Bastante intranquilo, el maestro cede paso, tengo dispensa para subir por donde quiera. Nos plantamos en la base de una trepada de seiscientos metros, fácil, aérea. El optimismo florece por momentos. La caída a plomo es considerable, hundido muy abajo el cuadradito de la cabaña. Toma el relevo, pletórico abre ruta, le veo feliz, le ha cambiado el semblante, era cierto su reparo inicial. Me controla por el rabillo del ojo, como de costumbre voy dolido de hipocondría. Barajo si padeceré invalidez larvada, síndrome, degeneración genética, aneurisma. Además, los empedernidos hábitos de solitario entorpecen la marcha. Paro continuamente a otear la curvatura del planeta, admirar el revoloteo de las bellísimas apolo, beber un trago de agua con aspirinas, tirar fotos, garrapatear apuntes. Ya sólo cuenta la virginidad del aire, la nitidez de contornos, el rudo tacto del pedernal. La hermosa bandera verde y azul de los campos de arándanos cuajados de frutillas. Un rebaño de rebecos surcando la pedriza. Eloy sigue impasible, vital, pero a medio espolón retrocede. Sin cuerda de seguridad sería descabellado. Hemos de rendirnos a la evidencia, se nos está apolillando el fuelle. Optamos por la colladina entre la primera y la segunda torre. En la cumbre, un abrazo. Estuvimos sentados largo rato, perplejos frente al Catoute. La pirámide de cuarzo ondeaba mayestática sobre un tul de calina, intemporal, antítesis de lo humano fugitivo.
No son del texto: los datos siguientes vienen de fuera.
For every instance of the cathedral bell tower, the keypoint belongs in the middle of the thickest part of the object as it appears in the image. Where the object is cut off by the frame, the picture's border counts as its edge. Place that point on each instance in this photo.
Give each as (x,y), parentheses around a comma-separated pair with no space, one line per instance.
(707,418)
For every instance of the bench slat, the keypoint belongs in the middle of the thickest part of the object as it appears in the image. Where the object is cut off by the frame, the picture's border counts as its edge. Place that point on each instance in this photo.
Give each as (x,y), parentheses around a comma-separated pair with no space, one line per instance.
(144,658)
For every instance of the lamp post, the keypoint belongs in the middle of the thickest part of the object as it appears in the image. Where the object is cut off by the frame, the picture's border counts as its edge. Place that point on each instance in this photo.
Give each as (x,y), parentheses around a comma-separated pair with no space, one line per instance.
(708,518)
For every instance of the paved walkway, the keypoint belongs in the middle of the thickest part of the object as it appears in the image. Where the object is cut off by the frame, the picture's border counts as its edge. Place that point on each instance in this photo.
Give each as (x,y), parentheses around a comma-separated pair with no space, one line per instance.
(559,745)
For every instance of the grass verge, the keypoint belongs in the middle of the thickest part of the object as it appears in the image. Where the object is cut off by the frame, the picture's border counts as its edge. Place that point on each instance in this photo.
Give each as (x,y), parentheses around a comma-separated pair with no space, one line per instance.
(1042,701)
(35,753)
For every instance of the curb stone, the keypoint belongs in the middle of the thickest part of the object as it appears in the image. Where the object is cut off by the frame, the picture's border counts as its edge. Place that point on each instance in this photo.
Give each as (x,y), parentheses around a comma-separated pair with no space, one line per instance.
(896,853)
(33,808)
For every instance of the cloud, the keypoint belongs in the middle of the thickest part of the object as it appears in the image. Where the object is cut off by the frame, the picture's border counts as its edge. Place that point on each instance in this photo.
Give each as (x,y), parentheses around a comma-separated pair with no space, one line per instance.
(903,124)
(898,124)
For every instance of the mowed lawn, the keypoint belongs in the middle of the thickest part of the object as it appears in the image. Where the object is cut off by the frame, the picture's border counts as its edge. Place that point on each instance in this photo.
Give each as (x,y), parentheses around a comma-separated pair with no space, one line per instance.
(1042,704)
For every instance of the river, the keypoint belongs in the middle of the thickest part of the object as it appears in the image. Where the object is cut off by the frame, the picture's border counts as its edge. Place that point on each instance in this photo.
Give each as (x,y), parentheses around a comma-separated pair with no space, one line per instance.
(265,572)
Derramado a nuestros pies, un extenso cuan bucólico campo. Cuentan de una terrible batalla, en el nombre de Dios y en el de Alá. Vencieron los cristianos, mataron más prójimos merced a una asistencia de Santiago Zebedeo, pacífico pescador armado de sandalias que pasaba por allí. En conmemoración le erigieron una ermita, donde todavía blande espada a lomos de caballo blanco (entre las patas, la cabeza monda de un moro). Las piadosas gentes de estos contornos, y aún las de un país entero, siguen venerándole, y lo que pudiera ser un anacronismo y un sinsentido, pasmosamente resulta actual y continúa vertiendo sangre.

Bajo los cimientos de la ermita brota una fuente, a las veces muy milagrosa, do bebe una vieja. Llenamos de agua bendita las cantimploras, la cual ocurrencia pone en duda el amigo con una mirada atea. Tuve la tentación de preguntarle si en los momentos más rastreros de la enfermedad suplicó clemencia divina. No me atreví. Lástima, hubiera podido obtener prueba de la fragilidad del hombre frente al sufrimiento, más enérgico que ninguna de las mayores convicciones.

Terminamos en el bar de Samuel, trasvasando cerveza. En la panza hialina de la jarra, fue perlándose el reflejo de un pueblecito que semejaba el ombligo de las montañas, fue perlándose el reflejo de Gundín, de la misma forma que el tiempo perla la memoria con pequeñas esferas de silencio.